Unit Tests Correlate With Desirable Codebase Properties

Today, I give you the third post in a series about how unit tests affect codebases.

The first one wound up getting a lot of attention, which was fun.  In it, I presented some analysis I’d done of about 100 codebases.  I had formed hypotheses about how I thought unit tests would affect codebases, and then I tested those hypotheses.

In the second post, I incorporated a lot of the feedback that I had requested in the first post.  Specifically, I partnered with someone to do more rigorous statistical analysis on the raw data that I’d found.  The result was much more clarity about not only the correlations among code properties but also how much confidence we could have in those relationships.  Some had strong relationships while others were likely spurious.

In this post, though, I’m incorporating the single biggest piece of feedback.  I’m analyzing more codebases.

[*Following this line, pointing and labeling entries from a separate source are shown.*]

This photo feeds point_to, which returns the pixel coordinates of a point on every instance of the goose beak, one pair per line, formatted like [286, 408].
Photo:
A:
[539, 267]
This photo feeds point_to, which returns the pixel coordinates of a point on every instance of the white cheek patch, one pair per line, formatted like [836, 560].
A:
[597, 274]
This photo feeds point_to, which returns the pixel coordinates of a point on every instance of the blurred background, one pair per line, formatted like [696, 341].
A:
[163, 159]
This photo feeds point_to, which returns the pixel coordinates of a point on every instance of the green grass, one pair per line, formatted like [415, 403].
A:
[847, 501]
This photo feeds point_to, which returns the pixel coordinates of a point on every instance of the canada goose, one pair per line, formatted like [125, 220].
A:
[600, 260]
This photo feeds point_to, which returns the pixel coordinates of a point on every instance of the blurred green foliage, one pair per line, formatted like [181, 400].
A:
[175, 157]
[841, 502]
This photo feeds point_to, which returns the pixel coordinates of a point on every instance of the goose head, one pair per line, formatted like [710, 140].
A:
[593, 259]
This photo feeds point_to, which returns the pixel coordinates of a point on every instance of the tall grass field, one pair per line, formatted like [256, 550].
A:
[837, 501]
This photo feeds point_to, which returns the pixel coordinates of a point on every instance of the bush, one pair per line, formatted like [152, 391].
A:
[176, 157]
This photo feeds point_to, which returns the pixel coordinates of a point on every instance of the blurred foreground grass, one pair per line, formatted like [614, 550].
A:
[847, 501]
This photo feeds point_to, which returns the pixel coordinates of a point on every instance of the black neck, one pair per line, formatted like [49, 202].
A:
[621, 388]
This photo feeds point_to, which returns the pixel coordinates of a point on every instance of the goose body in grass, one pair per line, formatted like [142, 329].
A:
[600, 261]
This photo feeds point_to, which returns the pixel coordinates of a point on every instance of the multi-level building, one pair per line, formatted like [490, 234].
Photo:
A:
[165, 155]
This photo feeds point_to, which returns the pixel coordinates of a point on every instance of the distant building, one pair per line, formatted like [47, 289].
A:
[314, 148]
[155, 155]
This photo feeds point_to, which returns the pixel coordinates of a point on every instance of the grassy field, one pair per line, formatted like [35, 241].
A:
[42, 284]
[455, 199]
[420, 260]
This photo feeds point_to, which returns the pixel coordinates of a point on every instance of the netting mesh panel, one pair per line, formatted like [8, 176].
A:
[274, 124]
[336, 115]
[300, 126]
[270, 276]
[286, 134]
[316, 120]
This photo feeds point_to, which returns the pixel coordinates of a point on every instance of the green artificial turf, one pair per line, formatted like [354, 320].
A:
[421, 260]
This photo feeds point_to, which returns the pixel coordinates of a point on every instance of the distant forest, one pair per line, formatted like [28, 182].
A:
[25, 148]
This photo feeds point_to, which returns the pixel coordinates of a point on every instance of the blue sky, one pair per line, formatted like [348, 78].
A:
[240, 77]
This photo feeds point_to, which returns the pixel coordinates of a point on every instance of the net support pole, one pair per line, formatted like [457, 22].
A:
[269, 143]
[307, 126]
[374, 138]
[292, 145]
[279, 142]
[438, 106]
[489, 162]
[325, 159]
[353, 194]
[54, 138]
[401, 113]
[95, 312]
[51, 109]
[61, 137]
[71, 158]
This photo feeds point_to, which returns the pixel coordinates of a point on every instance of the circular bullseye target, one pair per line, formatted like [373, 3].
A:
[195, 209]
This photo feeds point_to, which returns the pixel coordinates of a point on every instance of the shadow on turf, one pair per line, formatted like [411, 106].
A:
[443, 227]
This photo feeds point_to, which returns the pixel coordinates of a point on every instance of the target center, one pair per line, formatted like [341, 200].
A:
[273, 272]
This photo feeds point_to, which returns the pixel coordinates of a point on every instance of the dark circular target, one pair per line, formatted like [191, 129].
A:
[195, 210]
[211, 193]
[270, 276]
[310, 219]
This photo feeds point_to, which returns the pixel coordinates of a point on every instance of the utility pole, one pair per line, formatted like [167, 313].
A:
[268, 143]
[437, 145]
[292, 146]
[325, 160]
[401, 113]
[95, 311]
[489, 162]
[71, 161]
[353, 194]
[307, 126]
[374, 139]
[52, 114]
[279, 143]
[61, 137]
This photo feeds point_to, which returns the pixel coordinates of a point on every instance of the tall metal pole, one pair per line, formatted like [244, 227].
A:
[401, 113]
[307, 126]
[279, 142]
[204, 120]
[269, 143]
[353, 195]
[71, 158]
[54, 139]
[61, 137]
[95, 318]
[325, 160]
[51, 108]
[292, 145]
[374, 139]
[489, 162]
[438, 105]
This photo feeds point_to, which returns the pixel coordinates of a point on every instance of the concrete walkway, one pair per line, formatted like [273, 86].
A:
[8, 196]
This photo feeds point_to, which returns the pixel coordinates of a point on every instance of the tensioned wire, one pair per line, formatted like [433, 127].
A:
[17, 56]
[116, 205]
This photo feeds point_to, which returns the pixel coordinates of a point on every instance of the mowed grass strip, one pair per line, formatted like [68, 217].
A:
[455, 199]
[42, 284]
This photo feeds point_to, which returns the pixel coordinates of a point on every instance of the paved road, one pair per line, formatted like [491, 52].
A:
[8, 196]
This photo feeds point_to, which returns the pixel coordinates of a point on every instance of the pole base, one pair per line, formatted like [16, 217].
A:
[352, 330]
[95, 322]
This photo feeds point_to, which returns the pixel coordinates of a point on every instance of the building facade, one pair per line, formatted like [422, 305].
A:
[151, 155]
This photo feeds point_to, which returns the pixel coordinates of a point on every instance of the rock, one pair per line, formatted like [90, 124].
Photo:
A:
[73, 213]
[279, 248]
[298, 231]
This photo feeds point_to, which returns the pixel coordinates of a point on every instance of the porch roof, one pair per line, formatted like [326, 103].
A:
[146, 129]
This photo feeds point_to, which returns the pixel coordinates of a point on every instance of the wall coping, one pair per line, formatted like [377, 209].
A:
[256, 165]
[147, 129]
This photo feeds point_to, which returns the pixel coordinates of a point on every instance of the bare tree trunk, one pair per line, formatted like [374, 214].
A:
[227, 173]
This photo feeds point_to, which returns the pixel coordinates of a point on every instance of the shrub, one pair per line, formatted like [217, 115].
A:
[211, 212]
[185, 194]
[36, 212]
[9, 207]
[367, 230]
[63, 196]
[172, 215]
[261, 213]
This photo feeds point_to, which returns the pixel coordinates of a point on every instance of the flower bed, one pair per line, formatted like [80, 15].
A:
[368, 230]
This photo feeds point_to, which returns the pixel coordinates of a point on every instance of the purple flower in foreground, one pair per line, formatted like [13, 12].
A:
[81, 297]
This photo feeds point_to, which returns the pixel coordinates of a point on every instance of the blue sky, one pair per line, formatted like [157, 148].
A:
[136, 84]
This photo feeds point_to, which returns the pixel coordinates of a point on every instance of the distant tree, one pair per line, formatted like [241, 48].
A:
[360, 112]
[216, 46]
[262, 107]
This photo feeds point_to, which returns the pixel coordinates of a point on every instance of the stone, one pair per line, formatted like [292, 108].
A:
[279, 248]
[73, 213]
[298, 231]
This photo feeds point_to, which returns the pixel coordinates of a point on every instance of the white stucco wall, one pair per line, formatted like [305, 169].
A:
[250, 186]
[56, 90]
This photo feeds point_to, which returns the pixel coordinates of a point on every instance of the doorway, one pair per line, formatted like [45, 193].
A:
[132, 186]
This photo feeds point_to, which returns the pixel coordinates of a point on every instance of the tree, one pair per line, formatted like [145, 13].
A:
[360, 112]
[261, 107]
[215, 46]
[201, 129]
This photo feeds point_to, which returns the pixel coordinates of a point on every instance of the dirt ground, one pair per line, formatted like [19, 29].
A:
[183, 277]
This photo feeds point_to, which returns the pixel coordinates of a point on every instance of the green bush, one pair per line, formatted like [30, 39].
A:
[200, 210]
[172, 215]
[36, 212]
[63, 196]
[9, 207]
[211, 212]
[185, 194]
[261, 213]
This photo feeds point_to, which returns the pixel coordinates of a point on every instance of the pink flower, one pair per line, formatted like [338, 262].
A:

Analysis of 500 (ish) C# Codebases

Performing static analysis on and recording information about 500 codebases isn’t especially easy.  To facilitate this, I’ve done significant work automating ingestion of codebases:

  • Enabling autonomous batch operation
  • Logging which codebases fail and why
  • Building in redundancy against accidentally analyzing the same codebase twice.
  • Executing not just builds but also NuGet package restores and other build steps.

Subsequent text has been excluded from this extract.